Pioneerーあなたは私のパイオニアー
「…お似合いですね〜♪あ、もちろんお世辞や冷やかし抜きでねっ!」
「…へっ!?」
「だーかーら、二人はお似合いだっつうの」
意外過ぎて言葉も出ない。
てっきり茶化されるかと想像していたからだ。先程に恐れていた学年の先生に広まって…なんて事態にもならずに済みそうだ。
一人で優子のありがたきお言葉に感動していると、当の優子に肩を叩かれた。
「じゃ、荒木先生、美月を幸せにしてあげてくださいっ!こいつ恋愛恐怖症治ってないし。ついでに言えば、恋どころか男も知らないんで」
うんうん、幸せにしてあげてね…ん?いやちょっと待て!確かに…そういう意味では…私…男を知らないけど…。前の彼氏とも、そういう雰囲気になったこと無かったし…。

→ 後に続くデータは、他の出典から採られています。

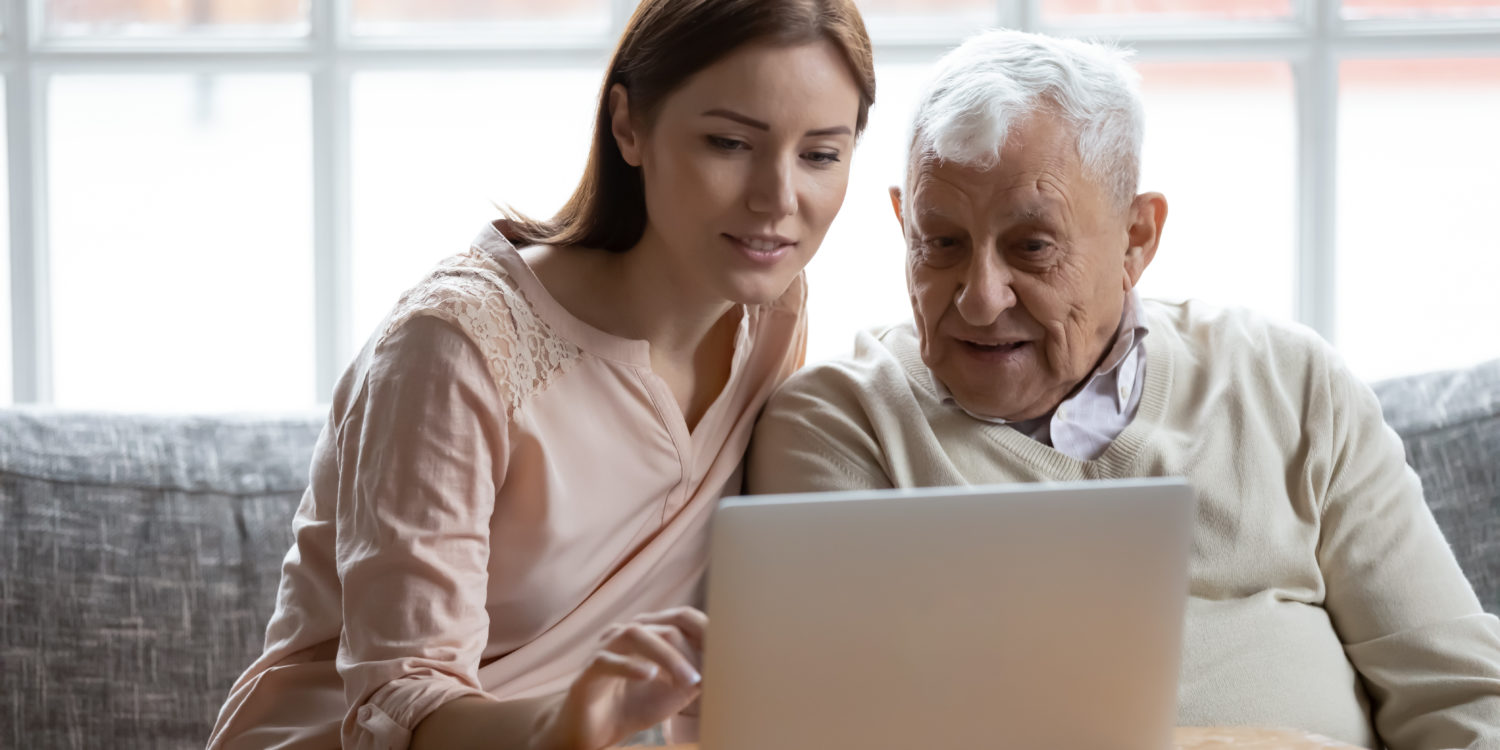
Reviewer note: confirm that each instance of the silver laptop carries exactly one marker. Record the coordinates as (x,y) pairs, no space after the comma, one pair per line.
(1028,615)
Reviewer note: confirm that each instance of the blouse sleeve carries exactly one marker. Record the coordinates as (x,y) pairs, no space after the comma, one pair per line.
(423,452)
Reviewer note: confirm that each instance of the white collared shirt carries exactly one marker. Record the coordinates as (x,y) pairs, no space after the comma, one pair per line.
(1086,423)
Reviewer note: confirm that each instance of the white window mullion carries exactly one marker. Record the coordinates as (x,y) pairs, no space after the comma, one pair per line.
(330,191)
(1317,167)
(26,144)
(1020,14)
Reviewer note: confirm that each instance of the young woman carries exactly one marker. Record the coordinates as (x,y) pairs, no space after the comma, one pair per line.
(506,519)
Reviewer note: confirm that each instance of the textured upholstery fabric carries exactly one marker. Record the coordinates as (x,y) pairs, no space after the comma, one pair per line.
(1451,426)
(140,555)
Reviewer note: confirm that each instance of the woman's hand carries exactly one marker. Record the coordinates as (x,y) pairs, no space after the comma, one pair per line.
(644,672)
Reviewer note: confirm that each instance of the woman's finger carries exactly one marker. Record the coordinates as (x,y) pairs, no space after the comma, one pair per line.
(609,663)
(653,644)
(690,621)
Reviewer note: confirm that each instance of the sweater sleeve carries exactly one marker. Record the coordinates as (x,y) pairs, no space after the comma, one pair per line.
(417,489)
(812,438)
(1410,623)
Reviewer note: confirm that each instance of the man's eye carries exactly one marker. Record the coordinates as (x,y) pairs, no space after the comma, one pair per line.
(726,144)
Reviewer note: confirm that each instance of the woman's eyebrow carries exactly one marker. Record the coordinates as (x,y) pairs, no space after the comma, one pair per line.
(758,125)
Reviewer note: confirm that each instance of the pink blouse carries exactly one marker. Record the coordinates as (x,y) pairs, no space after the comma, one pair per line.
(498,482)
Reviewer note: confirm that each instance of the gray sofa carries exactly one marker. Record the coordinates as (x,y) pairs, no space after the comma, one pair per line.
(141,554)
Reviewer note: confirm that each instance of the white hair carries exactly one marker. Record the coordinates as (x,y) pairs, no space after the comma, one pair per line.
(996,78)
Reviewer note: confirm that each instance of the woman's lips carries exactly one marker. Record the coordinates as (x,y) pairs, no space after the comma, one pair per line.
(759,249)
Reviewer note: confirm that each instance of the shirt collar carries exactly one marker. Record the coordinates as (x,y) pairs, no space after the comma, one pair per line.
(1119,362)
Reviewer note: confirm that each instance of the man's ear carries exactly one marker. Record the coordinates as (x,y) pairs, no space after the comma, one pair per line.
(621,126)
(1148,215)
(896,206)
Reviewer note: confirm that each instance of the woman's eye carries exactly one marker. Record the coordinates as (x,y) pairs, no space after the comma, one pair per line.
(726,144)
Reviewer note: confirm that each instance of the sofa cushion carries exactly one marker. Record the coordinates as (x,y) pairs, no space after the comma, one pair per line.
(141,564)
(1451,426)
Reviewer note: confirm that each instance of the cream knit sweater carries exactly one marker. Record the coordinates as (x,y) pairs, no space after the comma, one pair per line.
(1323,596)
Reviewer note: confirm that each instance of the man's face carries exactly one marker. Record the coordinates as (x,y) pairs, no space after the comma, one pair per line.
(1019,272)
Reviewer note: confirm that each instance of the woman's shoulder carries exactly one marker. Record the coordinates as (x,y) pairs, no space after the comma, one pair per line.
(476,294)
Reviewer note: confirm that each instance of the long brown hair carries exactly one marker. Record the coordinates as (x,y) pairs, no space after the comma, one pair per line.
(663,45)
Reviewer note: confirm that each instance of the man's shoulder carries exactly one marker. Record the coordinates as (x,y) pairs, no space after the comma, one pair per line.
(1235,335)
(876,362)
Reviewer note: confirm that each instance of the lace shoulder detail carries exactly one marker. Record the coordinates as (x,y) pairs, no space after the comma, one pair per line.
(474,293)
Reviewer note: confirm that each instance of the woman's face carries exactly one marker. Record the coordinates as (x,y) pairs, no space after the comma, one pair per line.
(744,167)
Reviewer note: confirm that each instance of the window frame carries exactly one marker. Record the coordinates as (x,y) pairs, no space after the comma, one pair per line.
(1313,41)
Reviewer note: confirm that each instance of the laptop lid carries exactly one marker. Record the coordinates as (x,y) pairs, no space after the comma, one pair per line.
(1023,615)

でもそれ、他人が私の彼氏に言うことじゃないよね!?私が言うことだよね!?
武志は武志で、
「へぇ…美月は男を知らないのか~…」
とニコニコ(ニヤニヤ?)しながら私を見ている。
「俺が教えてあげよっか?」
…あ、こいつ変態だ。あと、バカ。
「あら、あなたは完全理系の数学バカだけじゃなく人間的にもバカで変態なのね♡」
「うっせー、男をろくに知らない奴は黙れ」
「まーぁ口の悪い教師カップルだこと」
「「あんたもだよ」」
言い合いをしていると、突然優子が言った。
「あー、バーゲン始まるからそろそろあたし行くわ!んじゃ月曜、学校でね!じゃあね、美月、荒木先生!」
…嵐のようにやって来て、嵐のように去っていきました…。